そして巻中で何度も言及されているように歩く・走るといったいわゆる「移動運動」は大腿骨を後ろに振ることで成り立つものですから、まずはもも裏の筋肉を股関節周りで収縮(解剖学的な視点で見ると股関節の「伸展」運動)させることが重要になってきます。
しかしスポーツ選手に限らず、人間は年齢がかさんで体が衰えてくると、さまざまな理由で「もも裏」から「もも前」の意識が強くなり、移動運動(歩く・走る)の効率が悪くなってしまいます。
私は整形外科でリハビリをしていますが、(大変失礼ながら)ご高齢の方の腰や下半身のリハビリを担当させていただくときに
「最近脚が全然前に出なくって・・・」
とおっしゃられる方によく出会います。
しかし、歩くときに「足を前に出す」という感覚はもも前の筋肉の作用(解剖学的な視点で見ると大腿四頭筋による股関節の「屈曲」運動になります)であり歩行運動でいうと実はメインの運動ではありません。ですから「脚が前に出ない」という感覚そのものがすでに歩行運動の感覚としては間違っていて、「最近足を強く後ろに振れなくなった」というならわかります。
でも歩くというと若い方でもほとんどの方が「脚を前に出す」という感覚で、「脚を後ろに振る」という感覚で日常的に歩いている人は少ないと思います。
これを冷静に分析してみると、現代人はすでに若い頃からもも裏が使えなくなっているということになります。
このようにもも裏が使えなくなることはスポーツのパフォーマンスの問題だけでなく、老化における移動運動の低下とも深い関係があるのです。
ですから一般の方でもできるだけ早くもも裏の使い方を学習しておく必要があります。
ましてやスポーツ選手ならただ使うだけでなく、より効率よく移動できるように正しくもも裏を収縮させることができるように訓練する必要があるのです。

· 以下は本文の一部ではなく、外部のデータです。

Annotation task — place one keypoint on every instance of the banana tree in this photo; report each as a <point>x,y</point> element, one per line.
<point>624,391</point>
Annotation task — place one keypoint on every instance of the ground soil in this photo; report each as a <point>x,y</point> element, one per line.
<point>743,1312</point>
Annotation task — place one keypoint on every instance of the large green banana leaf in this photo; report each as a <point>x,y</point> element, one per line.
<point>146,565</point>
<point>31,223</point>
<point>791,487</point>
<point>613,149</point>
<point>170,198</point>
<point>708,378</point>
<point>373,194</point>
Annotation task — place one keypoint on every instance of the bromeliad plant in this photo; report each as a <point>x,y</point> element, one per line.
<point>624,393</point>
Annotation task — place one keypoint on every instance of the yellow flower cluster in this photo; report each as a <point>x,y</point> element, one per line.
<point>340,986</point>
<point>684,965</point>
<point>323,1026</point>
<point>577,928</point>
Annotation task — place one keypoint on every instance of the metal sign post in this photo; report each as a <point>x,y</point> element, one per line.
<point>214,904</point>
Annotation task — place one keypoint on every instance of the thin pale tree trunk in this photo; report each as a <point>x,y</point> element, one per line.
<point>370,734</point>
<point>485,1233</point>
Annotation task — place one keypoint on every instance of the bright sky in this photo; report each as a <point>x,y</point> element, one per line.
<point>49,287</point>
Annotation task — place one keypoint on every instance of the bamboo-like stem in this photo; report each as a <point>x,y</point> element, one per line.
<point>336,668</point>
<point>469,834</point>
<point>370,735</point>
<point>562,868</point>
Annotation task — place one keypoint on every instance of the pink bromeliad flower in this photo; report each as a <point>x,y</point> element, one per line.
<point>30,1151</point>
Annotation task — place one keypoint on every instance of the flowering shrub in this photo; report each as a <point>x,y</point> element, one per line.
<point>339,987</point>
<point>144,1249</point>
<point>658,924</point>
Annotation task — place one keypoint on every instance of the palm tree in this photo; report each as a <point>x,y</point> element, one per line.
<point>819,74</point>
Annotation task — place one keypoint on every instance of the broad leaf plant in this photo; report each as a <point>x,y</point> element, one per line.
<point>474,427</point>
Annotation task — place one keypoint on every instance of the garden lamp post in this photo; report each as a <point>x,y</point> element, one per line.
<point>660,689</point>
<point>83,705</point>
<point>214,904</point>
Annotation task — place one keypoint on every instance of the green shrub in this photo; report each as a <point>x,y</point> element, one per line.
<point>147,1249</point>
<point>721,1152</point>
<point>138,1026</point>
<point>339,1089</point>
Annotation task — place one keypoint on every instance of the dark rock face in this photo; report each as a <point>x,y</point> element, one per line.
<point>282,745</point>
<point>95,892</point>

そして単にもも裏を使えるというだけでなく、「効率よく」もも裏が使えるためには顕在的に意識するだけでなく、意識しなくても勝手に使えてしまうような強力な潜在意識がもも裏に作られる必要があります。
潜在意識でないといけない理由は簡単です。スポーツなど素早い動きが必要とされる場合はいちいち(顕在的に)意識していては間に合わないからです。また、スポーツに限らず全ての芸事でもその種目の具体的な技術を使いながら、このような基本的な運動をいちいち意識していてはいろいろと不便があります。
ですから(顕在的に)何も考えなくてもできるように潜在意識化していく必要があります。

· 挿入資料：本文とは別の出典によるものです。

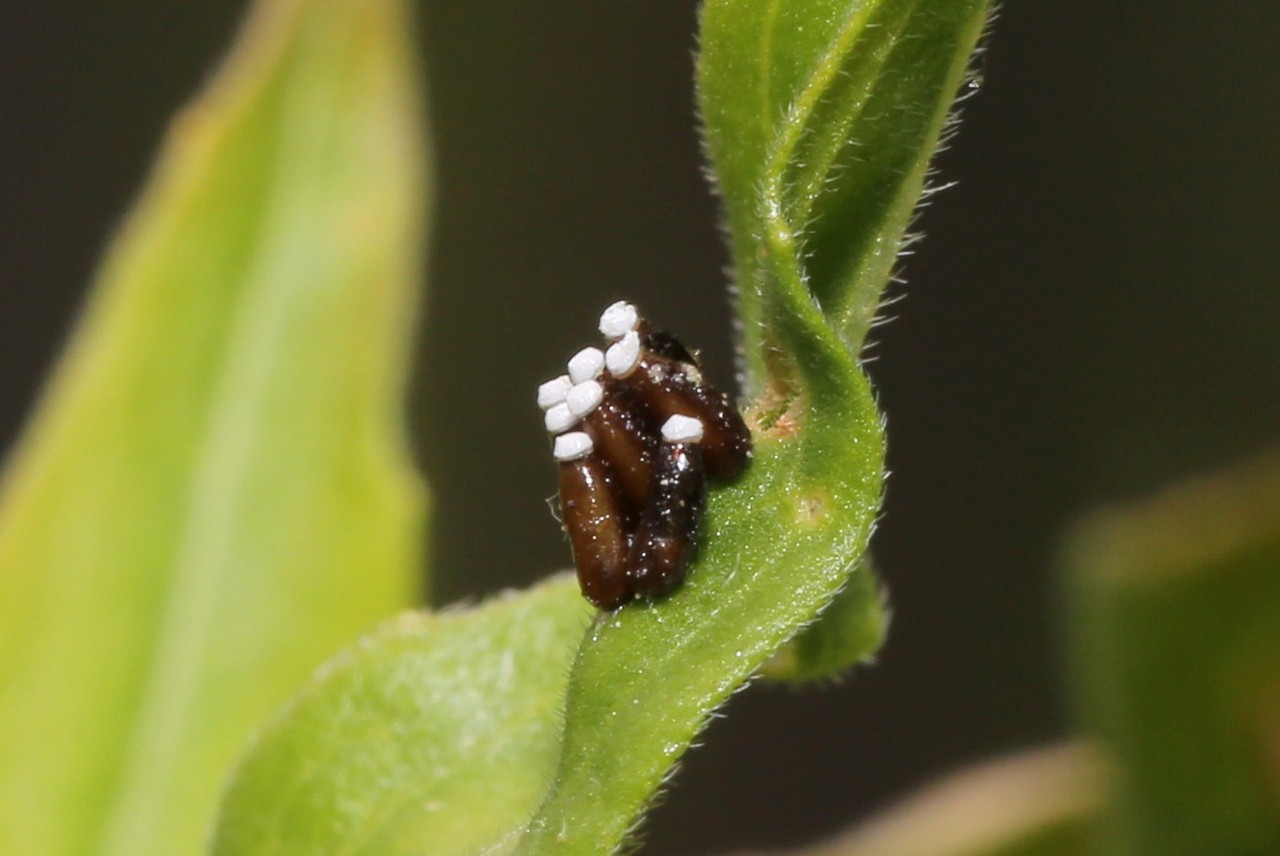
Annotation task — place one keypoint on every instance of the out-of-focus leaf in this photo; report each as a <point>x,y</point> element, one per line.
<point>437,735</point>
<point>1176,653</point>
<point>215,493</point>
<point>1037,804</point>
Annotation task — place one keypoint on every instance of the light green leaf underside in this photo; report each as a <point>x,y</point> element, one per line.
<point>1176,655</point>
<point>214,493</point>
<point>437,735</point>
<point>776,81</point>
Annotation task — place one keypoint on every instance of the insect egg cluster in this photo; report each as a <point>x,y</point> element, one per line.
<point>636,433</point>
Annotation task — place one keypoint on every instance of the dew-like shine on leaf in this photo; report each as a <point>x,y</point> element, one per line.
<point>819,117</point>
<point>214,494</point>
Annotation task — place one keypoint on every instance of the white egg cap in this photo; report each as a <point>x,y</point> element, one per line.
<point>584,398</point>
<point>553,392</point>
<point>585,365</point>
<point>624,355</point>
<point>572,445</point>
<point>618,320</point>
<point>558,419</point>
<point>682,429</point>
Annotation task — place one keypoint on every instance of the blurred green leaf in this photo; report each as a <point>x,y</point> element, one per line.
<point>437,735</point>
<point>821,118</point>
<point>816,223</point>
<point>1176,653</point>
<point>1034,804</point>
<point>215,493</point>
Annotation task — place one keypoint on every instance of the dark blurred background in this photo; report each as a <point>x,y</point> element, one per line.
<point>1095,312</point>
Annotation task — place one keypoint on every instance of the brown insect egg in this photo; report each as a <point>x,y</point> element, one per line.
<point>615,422</point>
<point>667,534</point>
<point>668,387</point>
<point>593,522</point>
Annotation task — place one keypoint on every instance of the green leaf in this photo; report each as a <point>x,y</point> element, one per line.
<point>845,634</point>
<point>821,118</point>
<point>437,735</point>
<point>215,493</point>
<point>1175,635</point>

運動科学ではこのもも裏を効率よく使わせる潜在意識を裏転子と言い、運動科学ではそれがある人を「裏転子がある」、「裏転子が形成されている」という言い方をします。
そしてよりもも裏を正確に強く(筋力が強いという意味ではなく)使える人を「裏転子が強い」と言います。
先ほどのリハビリの患者さんの例でいうと、歩行運動を「脚を前に出す」と表現する時点で、すでに「裏転子がない」または「裏転子が弱い」ということになりますね。
そして、もも裏を使えている人はその拮抗筋としては腸腰筋を使う傾向がありますから、大腿骨を前に振り戻す動きをするときにはもも前の筋肉である大腿四頭筋より、お腹の奥にある腸腰筋を使うようになります。
ここで注意したいのは股関節の屈曲をする時に腸腰筋をメインに使うと、「脚を前に出す」という感覚よりも「脚が自然に前に振り戻される」という感覚になることです。
しかし、自然に腸腰筋が使えるためにはもも裏をある程度使えているだけでは不十分で、はっきり裏転子が形成されているぐらいになるとより正確に腸腰筋主体の動きになりますが、現実的にはゆる体操で腸腰筋の意識を鍛えるトレーニングをしたほうがよりお互いにとって良い影響があります。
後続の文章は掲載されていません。